If you’ve been in the entrepreneurial world for even a year, you’ve likely realized that startups are fragile and fickle. Many new startups will crumble before they even begin to establish solid foundations. Make it to the two-year mark, and half of those who started out around the same time as you are gone. Three years in, and you’re in the small minority…
It’s all so surprising, given that the majority of your entrepreneurial peers are incredibly intelligent and driven. Yet, according to the Startup Genome Report Extra on Premature Scaling, more than 90 percent of startups fail due primarily to self-destruction rather than competition. And for those that do succeed (less than 10 percent), most are said to encounter several near-death experiences during their lifespan.
So if your competition isn’t knocking you out, it’s your own decisions that are making or breaking you. If you find a way to stick through those first few years, I can almost guarantee that some big opportunity will present itself, whether it’s finding the perfect advisor, getting the national recognition you’ve been after, or any other marker of success that’s vital to your existence.
What keeps startups alive beyond their first birthdays? Take a look at a list I’ve compiled about what it says about you and your company if you’ve made it past year three (this is in no particular order).
You waited until the right time to scale.
Hiring the right people is important but hiring people at the right time is even more important. Startups that grow beyond their means before they’ve built a sustainable business model sink quickly, pulling a whole team of people down in the process.
You used your fundraising time wisely.
Though important, fundraising can be a big time trap. If you’ve used your fundraising time wisely, you’ve had this second objective in mind: absorb tons of intel. When my co-founder and I went through our first round of fundraising, we knew it wasn’t going to happen in a snap so we focused on talking to investors with amazing networks and asked them for introductions to potential prospects. That was one of our strongest strategies for building our business originally.
You found the right co-founder.
Statistically, your startup has a higher likelihood of surviving if your co-founder is on board early on. As stated in the Startup Genome Report Extra mentioned above: “Balanced teams with one technical founder and one business founder raise 30% more money, have 2.9x more user growth, and are 19% less likely to scale prematurely than a technical or business-heavy founding team.”
But finding a co-founder is easier said than done. If you’re an early-stage startup and you don’t have one yet, or can’t find one before it’s go time, act as your co-founder. Speak the language (business or engineering wise), ask prospective co-founders for advice, and learn from their expertise as much as you can to show competency. All of this helps to show that you’re not just looking for a hired gun, but that you want to partner with this individual. You understand and empathize with what they may go through if they join your team, and you’re willing to defer to their expertise and experience when it comes down to the wire and you don’t know what to do.
You didn’t network with the intent of getting something in return.

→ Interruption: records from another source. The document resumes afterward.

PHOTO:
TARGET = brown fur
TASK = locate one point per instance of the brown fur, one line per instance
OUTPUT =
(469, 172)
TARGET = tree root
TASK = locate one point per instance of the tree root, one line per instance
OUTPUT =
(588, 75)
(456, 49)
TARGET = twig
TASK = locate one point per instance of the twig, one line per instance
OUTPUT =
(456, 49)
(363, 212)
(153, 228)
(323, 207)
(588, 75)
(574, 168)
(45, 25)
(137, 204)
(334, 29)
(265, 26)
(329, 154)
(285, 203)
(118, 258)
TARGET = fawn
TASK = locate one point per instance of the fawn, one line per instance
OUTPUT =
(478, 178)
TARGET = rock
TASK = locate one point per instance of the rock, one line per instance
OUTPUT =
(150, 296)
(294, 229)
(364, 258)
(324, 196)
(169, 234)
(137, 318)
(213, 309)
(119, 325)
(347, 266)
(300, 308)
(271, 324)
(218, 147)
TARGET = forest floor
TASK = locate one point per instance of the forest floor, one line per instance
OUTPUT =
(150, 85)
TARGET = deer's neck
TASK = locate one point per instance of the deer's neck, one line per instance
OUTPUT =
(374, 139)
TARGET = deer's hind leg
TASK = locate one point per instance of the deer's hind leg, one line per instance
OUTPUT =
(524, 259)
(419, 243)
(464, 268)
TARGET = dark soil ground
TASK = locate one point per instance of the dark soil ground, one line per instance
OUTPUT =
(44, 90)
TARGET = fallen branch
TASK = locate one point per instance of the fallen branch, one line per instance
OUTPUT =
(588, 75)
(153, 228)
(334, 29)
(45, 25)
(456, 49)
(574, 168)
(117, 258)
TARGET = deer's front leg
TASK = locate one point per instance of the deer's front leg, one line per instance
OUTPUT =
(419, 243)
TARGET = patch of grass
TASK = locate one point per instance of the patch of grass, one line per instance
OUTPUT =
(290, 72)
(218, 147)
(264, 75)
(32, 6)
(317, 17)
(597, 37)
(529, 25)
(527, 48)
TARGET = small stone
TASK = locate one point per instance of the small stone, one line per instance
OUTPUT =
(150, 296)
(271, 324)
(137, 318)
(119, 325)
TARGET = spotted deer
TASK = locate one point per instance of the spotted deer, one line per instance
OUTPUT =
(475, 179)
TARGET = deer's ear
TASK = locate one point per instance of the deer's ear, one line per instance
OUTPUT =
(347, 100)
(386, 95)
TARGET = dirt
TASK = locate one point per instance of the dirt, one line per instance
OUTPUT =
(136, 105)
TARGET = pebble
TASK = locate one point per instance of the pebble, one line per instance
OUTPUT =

Instead, you believed (and continue to believe) in helping others because it’s a part of your collaborative nature. If a journalism student reaches out to you on LinkedIn requesting to interview you for their college newspaper, you don’t agree to do it because they could be a big-name reporter someday—you help because you genuinely want others to succeed and appreciate the help mentors gave you as you navigated your entrepreneurial path.
Further, you recognize that whatever market you land in is ultimately a community. And you want to be a meaningful contributor to that community. This helps build your own authority, authenticity, and ultimately, reliability as you’re trying to build a presence.
You were (and continue to be) persistent.
Most people that you meet in the startup space are incredibly smart. They’ve thought about their market and product for a while, and know exactly who the players are. Further, they’ve worked for top companies and gone to great schools. Thinking about it, you begin to realize that intelligence isn’t really a competitive advantage, it’s commoditized. You know what isn’t though? Persistence. Almost every experienced individual in the startup space tells you that luck plays a critical role in your ability to succeed. And, the longer you stay alive, the more chances you have at succeeding. When you take a step back, though, you realize that most startups don’t last long enough to recognize the opportunity in front of them.
Intelligence is commoditized, persistence isn’t. Make sure you can find a way to persist!
There’s no doubt about it; founding a startup is an emotional rollercoaster. You need loads of co-motivation and support from those who are smarter than you in their respective areas of expertise. But regardless of how much expert advice you take into account, you’ll still be the one who is responsible for the flight or fall of your company. You can either look at the cards stacked against you and fold, or you can study the mistakes you’ve seen other players make, figure out smarter moves, and indefinitely stay in the game.